F train from Broadway-Lafayette to Brooklyn, Thursday 9/5 at 5pm – m4w

We sat in adjacent seats, yours looking at mine, starting at Broadway-Lafayette, where we both got on. It was a little before 5 on Thursday. You were (are) blonde, New Yorker-reading, Rag & Bone bag-carrying, lovely-armed and -legged. I got off at York Street, you didn’t. But you looked. I am intrigued.

i’ve posted a missed connection or two in my day – one of which got the above response about the killers, and one of which went unanswered (guy on the 1 train from 23rd to canal, if you’re out there,ย call me). it’s been a while since i’ve considered posting one. but there’s this guy who lives in the building next to mine. i know this because we used to take the m23 bus together, crosstown, every morning at 7am. he’d be dressed in nice pants and a tucked in shirt, business-like, finance, i’d guess. he carried a briefcase. i’d be dressed in my lulu pants and a ratty t-shirt, sans makeup, hair in a bun. for the first six months, we didn’t speak. he’d graciously let me onto the bus before him (ladies first) sometimes, and he’d look up when i arrived at the bus stop each morning, but no words were exchanged. still, though, there’s a strange kinship to be found between people who share the same commute.

one chilly spring morning, the bus didn’t show up at 6:48. nor at 6:52. we all stood there, staring at our shoes, fidgeting our fingers, wondering why our normally reliable driver was late. finally, at 7:02, the bus pulled around the corner. as i stuck my metrocard into the slot, i asked, “is the new time, or was the bus late today?” the driver smiled, and said, “new schedule.”

behind me stood the guy with the briefcase. and after he stuck his metrocard in, he turned to me and smiled. “thank god you asked. i never would have known!”

and yes i’m a hopeless romantic with a wildly overactive imagination, but i swear we had a moment. and i was too dumbstruck to do anything but smile and giggle a little bit.

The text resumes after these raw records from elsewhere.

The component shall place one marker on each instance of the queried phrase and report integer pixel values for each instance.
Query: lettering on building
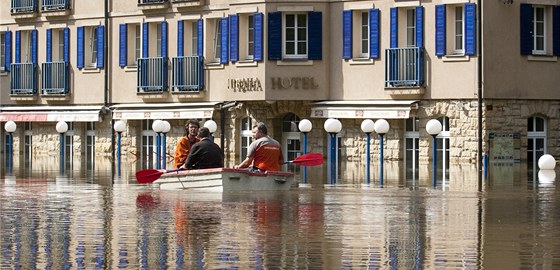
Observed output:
(293, 83)
(245, 85)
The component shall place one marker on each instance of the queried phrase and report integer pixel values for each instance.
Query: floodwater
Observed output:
(87, 217)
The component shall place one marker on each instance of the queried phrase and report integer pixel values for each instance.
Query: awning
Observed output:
(51, 114)
(194, 110)
(386, 109)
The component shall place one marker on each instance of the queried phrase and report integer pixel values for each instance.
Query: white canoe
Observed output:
(226, 179)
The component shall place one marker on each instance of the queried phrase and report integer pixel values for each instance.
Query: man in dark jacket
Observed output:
(204, 154)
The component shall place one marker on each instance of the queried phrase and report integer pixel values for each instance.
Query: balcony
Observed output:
(152, 75)
(55, 79)
(23, 79)
(187, 74)
(404, 70)
(23, 8)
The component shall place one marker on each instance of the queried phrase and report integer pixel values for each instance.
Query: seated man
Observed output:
(264, 153)
(204, 154)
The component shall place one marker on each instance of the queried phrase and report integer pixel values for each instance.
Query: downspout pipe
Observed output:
(480, 94)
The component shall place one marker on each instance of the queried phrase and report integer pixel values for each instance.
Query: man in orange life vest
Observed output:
(264, 153)
(185, 143)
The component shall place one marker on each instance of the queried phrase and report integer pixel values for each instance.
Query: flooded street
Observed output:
(85, 218)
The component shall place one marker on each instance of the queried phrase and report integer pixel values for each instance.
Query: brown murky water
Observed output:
(86, 218)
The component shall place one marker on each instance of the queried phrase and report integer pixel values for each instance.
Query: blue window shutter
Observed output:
(224, 31)
(420, 26)
(234, 38)
(123, 43)
(34, 46)
(80, 47)
(315, 35)
(200, 38)
(556, 31)
(374, 33)
(470, 32)
(8, 51)
(275, 36)
(100, 46)
(258, 19)
(526, 28)
(66, 48)
(347, 34)
(17, 57)
(394, 21)
(145, 33)
(440, 30)
(49, 45)
(180, 38)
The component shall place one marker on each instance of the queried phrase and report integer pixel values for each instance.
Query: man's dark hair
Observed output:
(203, 132)
(261, 127)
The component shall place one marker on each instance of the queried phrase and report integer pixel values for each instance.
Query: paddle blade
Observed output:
(311, 159)
(148, 176)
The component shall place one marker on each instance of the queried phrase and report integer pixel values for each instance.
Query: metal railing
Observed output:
(23, 6)
(55, 4)
(54, 78)
(23, 79)
(404, 67)
(187, 74)
(152, 75)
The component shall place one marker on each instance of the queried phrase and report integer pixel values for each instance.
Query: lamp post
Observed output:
(61, 128)
(304, 127)
(433, 127)
(166, 128)
(212, 127)
(158, 126)
(332, 126)
(119, 127)
(10, 128)
(367, 128)
(381, 127)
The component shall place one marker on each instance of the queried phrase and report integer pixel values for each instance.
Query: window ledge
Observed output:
(361, 61)
(456, 58)
(246, 63)
(542, 58)
(294, 62)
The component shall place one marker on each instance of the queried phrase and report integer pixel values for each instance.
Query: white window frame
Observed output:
(297, 27)
(538, 36)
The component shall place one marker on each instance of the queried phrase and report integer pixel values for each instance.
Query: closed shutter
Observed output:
(80, 47)
(470, 32)
(394, 43)
(315, 35)
(440, 30)
(234, 38)
(526, 29)
(224, 40)
(180, 38)
(347, 34)
(420, 26)
(123, 45)
(49, 45)
(275, 36)
(100, 46)
(8, 50)
(258, 19)
(374, 33)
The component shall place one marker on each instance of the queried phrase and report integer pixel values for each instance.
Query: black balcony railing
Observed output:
(55, 78)
(404, 67)
(23, 79)
(187, 74)
(152, 75)
(23, 6)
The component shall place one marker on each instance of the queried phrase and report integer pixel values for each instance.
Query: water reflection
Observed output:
(80, 220)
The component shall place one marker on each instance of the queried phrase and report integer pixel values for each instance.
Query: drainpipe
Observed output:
(479, 95)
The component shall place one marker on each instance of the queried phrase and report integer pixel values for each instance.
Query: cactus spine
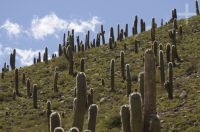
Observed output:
(135, 102)
(122, 64)
(17, 81)
(149, 87)
(35, 96)
(92, 114)
(81, 101)
(125, 118)
(128, 80)
(161, 66)
(112, 74)
(55, 121)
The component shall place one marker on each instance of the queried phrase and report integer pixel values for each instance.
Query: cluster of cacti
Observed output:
(55, 121)
(69, 56)
(142, 26)
(112, 74)
(134, 28)
(197, 7)
(128, 80)
(153, 30)
(35, 96)
(81, 89)
(169, 83)
(12, 59)
(45, 56)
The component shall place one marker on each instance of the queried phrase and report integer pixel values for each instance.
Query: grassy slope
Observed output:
(176, 115)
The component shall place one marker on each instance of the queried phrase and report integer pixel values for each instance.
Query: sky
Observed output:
(31, 25)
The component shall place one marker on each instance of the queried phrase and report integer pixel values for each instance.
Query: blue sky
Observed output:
(30, 25)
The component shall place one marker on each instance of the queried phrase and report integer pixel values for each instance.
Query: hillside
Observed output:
(178, 114)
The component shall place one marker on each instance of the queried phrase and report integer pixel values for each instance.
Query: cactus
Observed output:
(125, 118)
(90, 97)
(81, 101)
(74, 129)
(112, 74)
(149, 87)
(168, 49)
(154, 123)
(128, 80)
(169, 83)
(28, 87)
(55, 121)
(58, 129)
(35, 96)
(16, 82)
(122, 64)
(82, 64)
(197, 7)
(69, 56)
(92, 114)
(135, 102)
(55, 81)
(161, 67)
(141, 84)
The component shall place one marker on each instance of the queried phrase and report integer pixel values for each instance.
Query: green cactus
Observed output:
(82, 64)
(161, 67)
(69, 56)
(112, 74)
(122, 64)
(55, 121)
(92, 114)
(154, 123)
(81, 101)
(149, 86)
(197, 7)
(58, 129)
(35, 96)
(125, 118)
(136, 121)
(141, 84)
(128, 80)
(17, 82)
(28, 87)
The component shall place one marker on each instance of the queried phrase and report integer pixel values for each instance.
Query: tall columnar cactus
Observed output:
(74, 129)
(12, 59)
(92, 115)
(154, 123)
(82, 64)
(35, 96)
(28, 87)
(58, 129)
(128, 80)
(17, 81)
(136, 120)
(153, 30)
(55, 81)
(102, 35)
(81, 101)
(197, 7)
(112, 74)
(149, 87)
(141, 84)
(55, 121)
(169, 83)
(161, 67)
(122, 64)
(69, 56)
(125, 118)
(168, 52)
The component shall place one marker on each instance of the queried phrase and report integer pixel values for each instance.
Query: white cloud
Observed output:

and then he stopped taking the bus. and now i see him, some mornings, while i wait for the 7am, in his gym clothes, heading across the street. and i wonder to myself, did he quit his finance job? did he lose it? he’s also grown out his facial hair, and man, does he look cute. the other night, i came home from soul cycle in my sweaty gym clothes and he was on the phone outside his building. and he looked straight at me, then continued to talk. so i deliberating stopped and sat on the bench outside our shared tennis courts for a few minutes, hoping me might come talk to me. but he didn’t.

and i’m sure it’s all in my head, and he probably only stared at me because i was, unbeknownst to me, staring at him. but maybe, just maybe, he was hoping to talk to me too. it all starts with hello, right?